Emergent retokenization symmetry in large language models: phenomenology and applications

Tokenization introduces representational redundancy: under a fixed token vocabulary, every byte string admits many valid token encodings, or segmentations, that decode to the same surface string. However, given a prompt, most language model tokenizers break this representational symmetry by returning a canonical segmentation. Training only on canonical segmentations should influence inference behavior, and there is little reason to expect models to respect segmentation symmetry on downstream tasks. We find that this symmetry partially emerges during training. Here, we probe this emergent symmetry through experiments testing token compositional understanding, representation diversity, and task focused benchmark performance. We primarily use \textbf{retokenization} -- replacing a prompt's canonical tokenization with an alternative segmentation while preserving its bytes exactly. Relative to other prompt perturbations, retokenization is unusually clean because it isolates segmentation effects without changing syntax, semantics or surface form. We use retokenization to study sensitivity and robustness to semantically identical input representations across pretraining and post-training. Moreover, this partial retokenization symmetry suggests a distinct inference-time sampling axis. While temperature sampling generates diverse outputs from the model using its next-token probability distribution, retokenization generates diversity from the model's internal computations through semantically equivalent input representations. We find that while this retokenization sampling strategy can hurt performance on easy problems, it can also recover solutions that conventional sampling does not find. Overall, our work presents retokenization as a simple yet powerful probe of large language models, shedding light on compositional understanding and prompt sensitivity, and offering a novel sampling strategy.

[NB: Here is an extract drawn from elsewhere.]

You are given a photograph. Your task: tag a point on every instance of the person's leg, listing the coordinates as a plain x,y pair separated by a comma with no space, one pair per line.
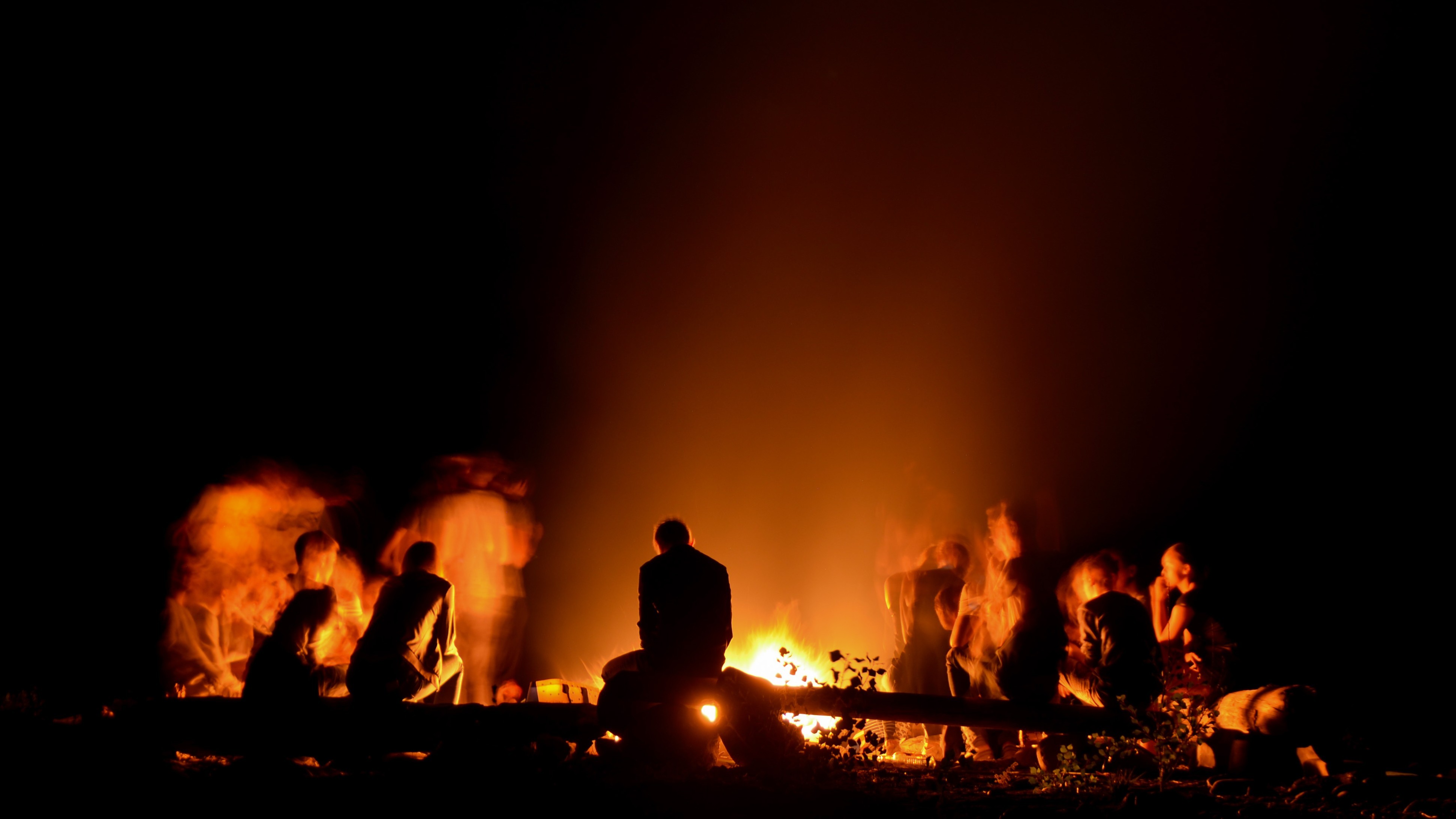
453,686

翻译：分词引入了表征冗余：在固定词表下，每个字节串都存在多种有效的分词编码（即切分方式），这些编码解码后得到相同的表层字符串。然而在给定提示词时，大多数语言模型的分词器通过返回规范切分方式打破了这种表征对称性。仅在规范切分上训练应会影响推理行为，且我们没有理由期待模型在下游任务中保持切分对称性。我们发现这种对称性会在训练过程中部分涌现。本文通过测试单词组合理解、表征多样性和任务导向基准性能等实验，探究了这种涌现对称性。我们主要使用**再分词**技术——在完全保留原始字节的前提下，用替代性切分方式替换提示词的规范分词结果。相较于其他提示扰动方法，再分词具有独特的纯净性，因为它能隔离切分效应而不改变句法、语义或表层形式。我们利用再分词研究模型在预训练和后训练阶段对语义等价输入表征的敏感性和鲁棒性。此外，这种部分再分词对称性揭示了一个独特的推理时采样维度：温度采样通过利用模型的下一个词概率分布生成多样化输出，而再分词则通过语义等价的输入表征从模型内部计算中产生多样性。我们发现这种再分词采样策略虽可能降低简单问题的性能，却能恢复传统采样无法获得的解决方案。总体而言，本研究将再分词呈现为一种简洁而强大的大型语言模型探针，揭示了模型在组合理解和提示敏感性方面的特性，并提供了一种新颖的采样策略。